In analyzing his inaugural address last month, the New York Times listed words that he used frequently.  They missed or decided not to highlight two words that I noticed even in just hearing him deliver the speech:  Faith and Humility.   In fact, he began his address with the words, “My fellow citizens, I stand here humbled by the task before us…”

Humility makes politicians better listeners, better collaborators and more likely to focus on getting work accomplished rather than who gets credit for it.  I hope President Obama will continue to place a value on humility throughout his presidency.  Michele, Sasha and Malia will provide reminders that the measure of his success as a political leader can’t come at the expense of the humility required to be a parent and spouse, and that is likely to carry over to his leadership.

Clearly, Obama is a man of faith and will rely on his faith as a source of strength.    Faith is a source of mindfulness, as a tempering force against pretention, distraction, or personal gain.  In The American Creed, A Biography of the Declaration of Independence  Forrest Church argues that throughout its history America’s leaders have recognized that our country is a union of faith and freedom, “in which faith elevates freedom and freedom tempers faith.”  Faith “protects freedom from itself, tempering excess of individual license by postulating a higher moral code…" 

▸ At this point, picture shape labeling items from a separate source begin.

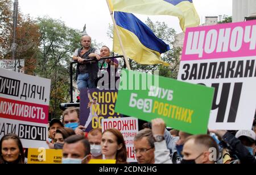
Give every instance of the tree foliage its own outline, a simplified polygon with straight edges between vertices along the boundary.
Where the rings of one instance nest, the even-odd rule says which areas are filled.
[[[221,22],[218,22],[219,24],[223,23],[229,23],[232,22],[232,16],[229,16],[228,15],[224,15],[223,16],[223,20]]]
[[[52,118],[59,118],[60,103],[69,101],[69,65],[81,36],[59,20],[38,18],[38,24],[41,37],[36,74],[51,80],[49,113]]]

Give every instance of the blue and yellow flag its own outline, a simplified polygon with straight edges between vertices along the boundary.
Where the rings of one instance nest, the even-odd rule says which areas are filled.
[[[177,16],[184,32],[187,27],[197,27],[200,18],[192,0],[108,0],[112,11],[148,15]]]
[[[115,20],[127,55],[139,64],[169,64],[161,60],[161,53],[170,47],[157,38],[150,28],[132,14],[115,12]],[[115,31],[114,32],[113,51],[123,52]]]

Faith helps us check our sense of direction before, like the lion and the gazelle, we simply begin running.

Faith and humility will help President Obama maintain the mindfulness he needs to lead our country in this time of crisis. 

President Obama cannot do this work alone.  He needs all of us – all those people who stood on the capitol mall or stopped in the tracks of their days to hear him last month - as partners in mindful and purposeful work to strengthen the world we pass on to generations who follow us. 

We need our families, our faith, our listening and breathing, to help us to use our voices well in that work.

In closing, from President Obama’s inaugural address, January 20:

The time has come to reaffirm our enduring spirit, to choose our better history, to carry forward that precious gift, that noble idea passed on from generation to generation: the God-given promise that all are equal, all are free, and all deserve a chance to pursue their full measure of happiness….   Let it be said by our children’s children that when we were tested,… with eyes fixed on the horizon and God’s grace upon us, we carried forth that great gift of freedom and delivered it safely to future generations.